There are of course alternatives to palm oil, but they are not without consequences. In comparison with other options such as soybean oil or rapeseed, it is a very efficient crop. It requires less energy, far less land, and lower levels of pesticide and fertiliser and yet generates more oil per hectare than any other oil seed. The boycotting of palm oil would undoubtedly lead to far more pressure on land in South East Asia.
Perhaps the best option is genuine sustainability in the production process. Oil certified under the Round Table on Sustainable Palm Oil (RSPO) should result in local people being treated fairly as well as areas of high conservation value protected. Sadly, even this venture is not without its complexities.
Recent research has emerged that ‘certified sustainable palm oil may kill more wildlife’. According to scientists from Purdue University in the US, plantations with eco-friendly endorsements have lost 38% of forest cover since 2007, whilst those in non-certified areas have lost 34%. Previous analysis found that certified palm oil was only slightly better in terms of preventing deforestation.
At Holden & Partners, we have analysed this complex palm oil situation carefully. We are very aware of the environmental implications of poor manufacturing practices, yet the efficiency of palm oil as a crop means that, when produced sustainably, it fulfils a crucial role in alleviating poverty and sustaining the world’s population. Our aim therefore is to contribute to improving the sustainability of the palm oil industry as well as supporting the development and production of viable alternatives.
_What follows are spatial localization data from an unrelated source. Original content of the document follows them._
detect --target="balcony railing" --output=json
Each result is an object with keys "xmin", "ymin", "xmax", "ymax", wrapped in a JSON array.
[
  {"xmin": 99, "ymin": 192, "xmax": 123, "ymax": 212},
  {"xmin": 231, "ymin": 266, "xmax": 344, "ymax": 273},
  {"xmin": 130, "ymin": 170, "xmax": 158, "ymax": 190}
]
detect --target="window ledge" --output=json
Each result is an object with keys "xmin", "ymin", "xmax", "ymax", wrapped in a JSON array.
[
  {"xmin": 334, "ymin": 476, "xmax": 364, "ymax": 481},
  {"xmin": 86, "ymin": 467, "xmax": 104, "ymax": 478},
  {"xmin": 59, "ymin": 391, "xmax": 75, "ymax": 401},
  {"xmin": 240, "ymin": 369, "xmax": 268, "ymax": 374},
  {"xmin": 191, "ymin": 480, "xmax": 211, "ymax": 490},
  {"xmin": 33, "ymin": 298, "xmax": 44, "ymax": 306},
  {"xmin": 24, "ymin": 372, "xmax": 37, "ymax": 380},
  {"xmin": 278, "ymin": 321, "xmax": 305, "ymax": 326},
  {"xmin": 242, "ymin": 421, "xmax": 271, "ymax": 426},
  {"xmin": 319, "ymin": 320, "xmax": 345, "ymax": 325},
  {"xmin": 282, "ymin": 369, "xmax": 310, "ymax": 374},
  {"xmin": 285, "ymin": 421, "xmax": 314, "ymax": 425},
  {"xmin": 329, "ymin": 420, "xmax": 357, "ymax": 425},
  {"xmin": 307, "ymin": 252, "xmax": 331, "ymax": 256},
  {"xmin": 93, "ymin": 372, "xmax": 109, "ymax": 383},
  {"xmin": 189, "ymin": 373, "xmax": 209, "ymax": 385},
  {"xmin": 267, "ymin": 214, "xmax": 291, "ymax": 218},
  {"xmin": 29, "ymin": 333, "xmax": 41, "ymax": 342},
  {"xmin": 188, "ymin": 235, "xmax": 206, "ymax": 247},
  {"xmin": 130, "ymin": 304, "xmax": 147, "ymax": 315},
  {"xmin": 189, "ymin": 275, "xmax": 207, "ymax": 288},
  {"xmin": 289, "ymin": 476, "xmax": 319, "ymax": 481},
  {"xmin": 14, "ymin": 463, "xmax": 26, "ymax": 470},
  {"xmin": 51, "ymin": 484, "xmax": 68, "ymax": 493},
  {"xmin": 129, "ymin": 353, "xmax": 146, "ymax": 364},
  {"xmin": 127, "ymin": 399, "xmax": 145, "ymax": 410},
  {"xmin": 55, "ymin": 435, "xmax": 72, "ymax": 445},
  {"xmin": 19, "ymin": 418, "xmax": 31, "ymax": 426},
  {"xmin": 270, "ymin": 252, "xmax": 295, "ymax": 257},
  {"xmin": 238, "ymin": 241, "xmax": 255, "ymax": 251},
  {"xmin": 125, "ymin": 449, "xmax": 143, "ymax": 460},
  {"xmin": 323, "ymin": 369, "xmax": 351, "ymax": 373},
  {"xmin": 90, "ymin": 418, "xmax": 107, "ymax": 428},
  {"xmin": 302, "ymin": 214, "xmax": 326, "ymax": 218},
Currently, the investment opportunities in practical substitutes are scarce, so the most appropriate way to for us to promote the sustainability of the industry is through monitoring and engagement with the fund managers we use with exposure to palm oil. We hope that this will facilitate investment in a way that rejects deforestation and the environmental damage it brings, whilst supporting the social and economic benefits that palm oil can create when produced sustainability.
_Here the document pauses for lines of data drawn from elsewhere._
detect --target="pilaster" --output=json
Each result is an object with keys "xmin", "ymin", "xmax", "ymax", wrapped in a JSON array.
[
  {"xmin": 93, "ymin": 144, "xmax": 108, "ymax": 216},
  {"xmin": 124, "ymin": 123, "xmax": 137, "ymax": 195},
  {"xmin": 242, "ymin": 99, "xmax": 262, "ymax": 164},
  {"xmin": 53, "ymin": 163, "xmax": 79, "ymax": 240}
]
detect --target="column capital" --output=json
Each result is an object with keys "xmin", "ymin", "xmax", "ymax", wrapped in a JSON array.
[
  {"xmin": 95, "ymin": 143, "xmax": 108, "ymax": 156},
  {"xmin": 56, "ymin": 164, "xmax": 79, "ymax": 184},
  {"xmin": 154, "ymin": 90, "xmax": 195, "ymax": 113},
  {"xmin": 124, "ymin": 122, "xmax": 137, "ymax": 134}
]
Rang-tan is indeed an adorable and charismatic cartoon orangutan, with a simple message that spread like wildfire on social media, but the truth of the matter is far more complicated. As consumers, boycotting palm oil is not the answer – to counter deforestation we would be far better off examining our meat intake. As investors, it is about fostering genuine sustainability that results in real change. The pressure will certainly be on the RSPO to improve the standards for certification, and only then will Rang-tan be happy.